A very simple salad of fried rock shrimp ($12) with tart dressing was straight-ahead and enjoyable. Fry good rock shrimp up and it’s hard to go wrong.
The French-fried Frankenstein that is Bem Bom’s Bomb Fries ($6) were a treat; what we’re guessing were hand-cut taters covered with thai basil and chiles, truffle oil, and parmesan. Happy we had them. Enjoyed them. Not sure we’d order them again.
Finally, the lamb burger. The lamb burger. Like the Bacalhau com Batata à Murro, Bem Bom’s lamb burger is reason alone to pay the restaurant a visit. We had it twice. On the last visit, we watched as the eyes of our teenage dining companion, The Talented Mr. Doggione, rolled into the back of his head and failed to return for a hard five count. It’s $13.95 and features grass-fed lamb ground in house with feta, pico, an apple ginger BBQ sauce, lemon mustard and piri piri.
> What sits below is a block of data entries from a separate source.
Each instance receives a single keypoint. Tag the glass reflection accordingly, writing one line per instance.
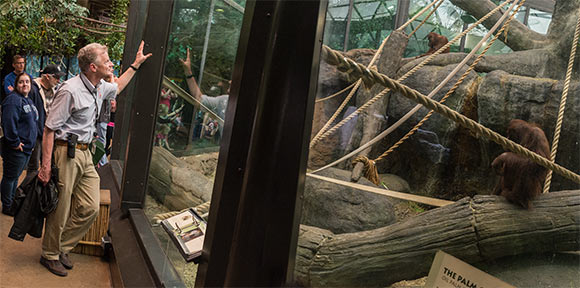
(190, 115)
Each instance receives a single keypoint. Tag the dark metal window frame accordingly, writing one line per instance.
(263, 156)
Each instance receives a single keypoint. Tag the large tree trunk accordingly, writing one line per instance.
(371, 121)
(472, 229)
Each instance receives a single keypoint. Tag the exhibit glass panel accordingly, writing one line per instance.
(187, 135)
(370, 22)
(383, 231)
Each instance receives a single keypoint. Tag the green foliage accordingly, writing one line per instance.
(40, 26)
(115, 41)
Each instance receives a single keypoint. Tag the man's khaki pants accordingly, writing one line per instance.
(78, 202)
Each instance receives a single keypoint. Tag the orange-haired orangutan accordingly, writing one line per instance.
(522, 179)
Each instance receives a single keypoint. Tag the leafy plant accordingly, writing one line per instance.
(40, 26)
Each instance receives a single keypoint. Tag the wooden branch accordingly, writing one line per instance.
(472, 229)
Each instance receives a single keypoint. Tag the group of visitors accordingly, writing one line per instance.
(44, 125)
(23, 115)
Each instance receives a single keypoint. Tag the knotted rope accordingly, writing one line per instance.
(335, 58)
(562, 105)
(320, 136)
(417, 107)
(372, 169)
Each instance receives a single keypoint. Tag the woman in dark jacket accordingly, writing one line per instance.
(19, 123)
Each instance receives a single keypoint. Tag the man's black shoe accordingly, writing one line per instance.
(7, 211)
(65, 261)
(54, 266)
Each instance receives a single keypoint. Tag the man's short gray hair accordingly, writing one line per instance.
(89, 54)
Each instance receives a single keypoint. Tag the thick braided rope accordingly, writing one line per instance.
(416, 108)
(452, 90)
(370, 169)
(335, 94)
(335, 58)
(319, 135)
(562, 105)
(402, 78)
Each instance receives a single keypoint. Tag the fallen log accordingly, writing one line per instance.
(472, 229)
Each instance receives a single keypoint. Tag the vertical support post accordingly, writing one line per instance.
(255, 211)
(402, 12)
(527, 15)
(206, 42)
(141, 124)
(463, 39)
(348, 19)
(133, 37)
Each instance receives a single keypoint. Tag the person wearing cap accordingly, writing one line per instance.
(49, 78)
(19, 64)
(43, 89)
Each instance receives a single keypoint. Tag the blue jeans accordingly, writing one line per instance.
(14, 162)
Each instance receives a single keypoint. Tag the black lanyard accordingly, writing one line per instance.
(94, 98)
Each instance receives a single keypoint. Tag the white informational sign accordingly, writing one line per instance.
(448, 271)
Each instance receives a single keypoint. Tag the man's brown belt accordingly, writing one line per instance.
(80, 146)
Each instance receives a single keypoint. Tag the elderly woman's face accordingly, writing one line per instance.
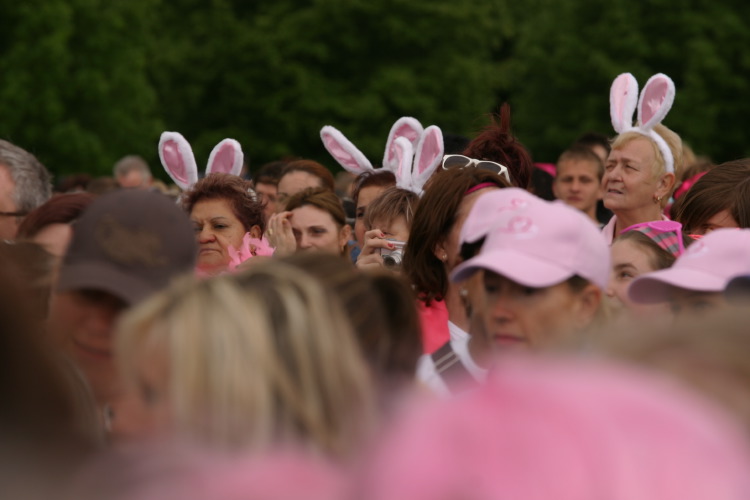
(216, 228)
(629, 182)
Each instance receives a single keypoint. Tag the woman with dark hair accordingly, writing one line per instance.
(721, 198)
(223, 208)
(367, 187)
(641, 249)
(640, 172)
(496, 143)
(299, 175)
(314, 220)
(432, 249)
(50, 225)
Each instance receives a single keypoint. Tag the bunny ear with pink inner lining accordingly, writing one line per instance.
(656, 100)
(226, 157)
(429, 154)
(176, 156)
(403, 153)
(623, 99)
(343, 151)
(406, 127)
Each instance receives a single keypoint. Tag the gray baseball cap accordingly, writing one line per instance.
(129, 243)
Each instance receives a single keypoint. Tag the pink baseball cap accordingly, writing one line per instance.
(488, 208)
(706, 266)
(542, 244)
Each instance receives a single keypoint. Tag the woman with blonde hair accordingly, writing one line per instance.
(640, 172)
(314, 220)
(254, 360)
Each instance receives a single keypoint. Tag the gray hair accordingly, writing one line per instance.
(32, 180)
(132, 162)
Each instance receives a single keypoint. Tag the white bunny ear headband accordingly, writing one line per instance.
(412, 153)
(176, 156)
(655, 102)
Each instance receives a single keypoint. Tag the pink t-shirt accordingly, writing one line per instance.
(434, 322)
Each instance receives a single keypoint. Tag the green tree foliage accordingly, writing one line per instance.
(87, 81)
(273, 73)
(568, 53)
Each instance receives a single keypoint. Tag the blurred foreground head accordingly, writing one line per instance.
(546, 429)
(248, 361)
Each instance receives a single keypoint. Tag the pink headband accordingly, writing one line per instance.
(480, 186)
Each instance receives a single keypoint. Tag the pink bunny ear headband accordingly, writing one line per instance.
(653, 105)
(412, 153)
(178, 160)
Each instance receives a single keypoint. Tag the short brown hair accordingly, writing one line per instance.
(321, 198)
(433, 220)
(497, 143)
(313, 168)
(725, 187)
(236, 191)
(379, 178)
(581, 154)
(392, 203)
(60, 209)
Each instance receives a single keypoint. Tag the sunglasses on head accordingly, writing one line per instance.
(461, 161)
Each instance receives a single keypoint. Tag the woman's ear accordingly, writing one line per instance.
(345, 235)
(665, 185)
(589, 300)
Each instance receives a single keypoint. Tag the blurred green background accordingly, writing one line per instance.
(85, 82)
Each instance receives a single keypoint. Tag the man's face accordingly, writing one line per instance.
(291, 184)
(8, 223)
(81, 325)
(267, 195)
(577, 184)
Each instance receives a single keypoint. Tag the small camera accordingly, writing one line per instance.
(392, 257)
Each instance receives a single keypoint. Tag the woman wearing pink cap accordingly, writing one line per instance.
(640, 172)
(641, 249)
(696, 281)
(544, 267)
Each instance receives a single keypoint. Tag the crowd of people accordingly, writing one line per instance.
(456, 322)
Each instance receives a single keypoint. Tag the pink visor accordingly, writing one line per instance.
(706, 266)
(539, 244)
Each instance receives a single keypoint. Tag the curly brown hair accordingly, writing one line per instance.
(237, 191)
(497, 143)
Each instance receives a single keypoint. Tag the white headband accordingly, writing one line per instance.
(653, 105)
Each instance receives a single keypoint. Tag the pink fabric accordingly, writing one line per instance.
(707, 265)
(250, 247)
(489, 206)
(434, 322)
(623, 99)
(687, 184)
(540, 245)
(542, 430)
(480, 186)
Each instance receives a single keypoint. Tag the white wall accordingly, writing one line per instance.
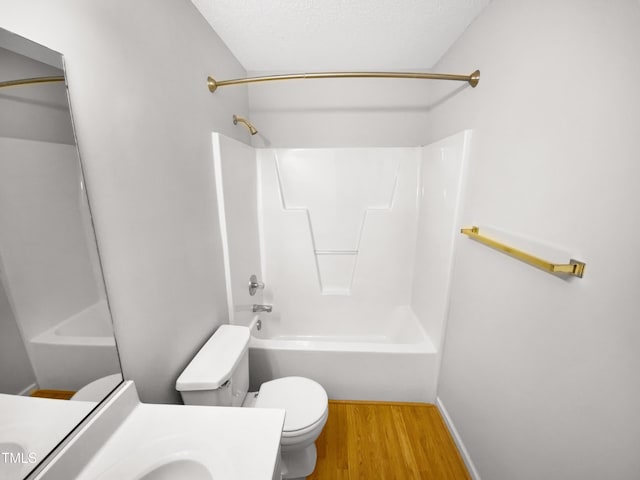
(237, 193)
(540, 374)
(33, 112)
(137, 77)
(339, 112)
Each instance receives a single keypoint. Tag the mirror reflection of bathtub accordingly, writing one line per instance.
(76, 351)
(56, 335)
Can’t really go wrong here. Make sure they cook it pink.
So… you may be noticing a theme. No Mexican. All of the above are Portuguese, Portuguese-influenced or defy culinary specificity. We ran the euro-fyuzie gauntlet before pointing our sights South of the Border. The Mexican food at Bem Bom is good, but – in our eyes – not go out of your way good. It’s not on the same level as its other bites and there are better places a stone’s throw away to get your Mexi on.
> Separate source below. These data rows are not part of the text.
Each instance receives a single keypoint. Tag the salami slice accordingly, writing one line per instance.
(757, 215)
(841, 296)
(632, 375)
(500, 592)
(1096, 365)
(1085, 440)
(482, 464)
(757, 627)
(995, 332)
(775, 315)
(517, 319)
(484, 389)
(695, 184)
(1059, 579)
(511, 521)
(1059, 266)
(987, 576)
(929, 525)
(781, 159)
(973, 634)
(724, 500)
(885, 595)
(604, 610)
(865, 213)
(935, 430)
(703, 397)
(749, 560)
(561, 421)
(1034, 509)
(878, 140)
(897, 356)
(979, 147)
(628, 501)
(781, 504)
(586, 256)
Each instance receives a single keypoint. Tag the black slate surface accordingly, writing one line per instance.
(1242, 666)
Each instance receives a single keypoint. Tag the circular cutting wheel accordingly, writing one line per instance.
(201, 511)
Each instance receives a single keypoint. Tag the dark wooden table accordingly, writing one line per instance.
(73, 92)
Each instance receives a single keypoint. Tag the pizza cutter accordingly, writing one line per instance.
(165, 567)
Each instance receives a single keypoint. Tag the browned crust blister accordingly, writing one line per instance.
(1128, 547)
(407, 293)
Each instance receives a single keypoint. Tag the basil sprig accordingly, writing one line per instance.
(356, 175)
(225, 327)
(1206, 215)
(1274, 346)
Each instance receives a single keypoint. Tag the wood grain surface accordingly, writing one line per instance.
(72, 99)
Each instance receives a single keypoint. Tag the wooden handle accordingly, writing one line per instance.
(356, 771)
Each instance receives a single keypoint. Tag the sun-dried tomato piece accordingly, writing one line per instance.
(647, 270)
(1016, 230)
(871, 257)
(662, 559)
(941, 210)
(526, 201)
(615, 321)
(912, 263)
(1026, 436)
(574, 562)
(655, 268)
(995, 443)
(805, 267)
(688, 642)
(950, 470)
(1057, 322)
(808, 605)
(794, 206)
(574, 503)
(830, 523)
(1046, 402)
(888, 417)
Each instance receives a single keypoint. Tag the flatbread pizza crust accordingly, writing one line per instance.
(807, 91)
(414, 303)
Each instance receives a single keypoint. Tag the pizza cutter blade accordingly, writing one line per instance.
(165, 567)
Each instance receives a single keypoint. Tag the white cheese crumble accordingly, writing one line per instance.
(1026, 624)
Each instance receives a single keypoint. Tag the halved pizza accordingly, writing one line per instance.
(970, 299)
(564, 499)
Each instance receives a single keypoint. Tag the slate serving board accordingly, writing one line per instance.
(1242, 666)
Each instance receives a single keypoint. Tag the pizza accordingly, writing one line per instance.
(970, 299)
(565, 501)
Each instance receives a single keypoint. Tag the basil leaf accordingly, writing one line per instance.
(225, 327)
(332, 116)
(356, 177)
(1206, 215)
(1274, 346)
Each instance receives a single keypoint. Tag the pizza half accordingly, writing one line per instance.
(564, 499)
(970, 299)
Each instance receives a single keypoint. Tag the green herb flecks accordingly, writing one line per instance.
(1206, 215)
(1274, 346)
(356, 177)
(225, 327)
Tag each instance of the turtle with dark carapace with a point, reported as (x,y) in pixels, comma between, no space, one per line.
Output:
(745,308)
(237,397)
An exception is the excellent housemade chips and salsa ($3.95). It may just be that they are the doppleganger of the chips and salsa of my childhood go-to, but they’re a great counter to craft draft sipping and a wonderful prime for menu perusal. Oddly enough, we learned later that Chef Chico did time at Cocina 214, which makes a spot-on similar and equally outstanding salsa. The dots … the dots … they’re connecting.
Tacos (fish on one occasion, carnitas on another) are perfectly tasty, but we found them fussy with ingredients. The “mango painted” fish tacos ($11.95) served with slaw, avocado, mango sauce, serrano and piri piri was a flavor riot in which the mahi played a distant second fiddle. Carnitas tacos fared a bit better, but if Bem Bom were tacos only, we’d be hard pressed to repeat visit. Were they good? Sure.
But, the thing? The thing? The thing is that you shouldn’t feel restricted by the menu. Want less fuss? Order less fuss. We’ve quickly learned that the menu is far from fixed and the kitchen far from inflexible. Leave your rules at the door. The kitchen may hate us for saying this, but order what you want. They seem to riff as well as any resto in Orlando.
Staff regaled us with stories of Chef Chico and his zeal for experimentation. It’s clear he loves what he does. On a whim, he sent us out a small plate of madeira sauce to sample and – wow – whatever we order next visit will have this on top. Methinks green peppercorn, thyme, butter, madeira (and stuff). Methinks lovely, lovely, lovely.
The whole Bem Bom scene exudes a hyper-casual come hitherness that quickly draws you in. The blue and white tile, the accent wall paneled with wooden wine boxes, the interplay of indoor/outdoor, the laid back, friendly and food-savvy staff. It’s a healthy dose of laissez-faire that typically requires air travel to find.
So, a pu-pu platter of final observations; Bem Bom is working on a liquor license but has a solid, focused wine list and rotating drafts on tap. There’s Mexican Coca-Cola. They’re keeping the source of their wonderful bread a secret, despite our frequent interrogations. Order a pastel de nata, or Portuguese egg custard tart, after your meal with an espresso. You can get two for $5.5. The combo will set you sailing. What else? We’ll be going back. Soon and a lot.
We’ve long craved a real-deal Portuguese eatery in Orlando. Something akin to Nuno Mendes’ now defunct Taberna do Mercado in London or the amazing Bar Douro in its Borough barrio. Bem Bom gets us halfway there. Do we wish it was exclusively Portuguese? Sure. But that’s our greedy bellies speaking. Bem Bom is its own thing and that’s perfectly OK. It’s not Portuguese. It’s not Mexican. It’s Chef Chico. It’s kitchen jazz – culinary bebop – an upbeat blend of kitchen virtuosity and flair for improvisation. It’s very unscripted – very real – and so, so very good.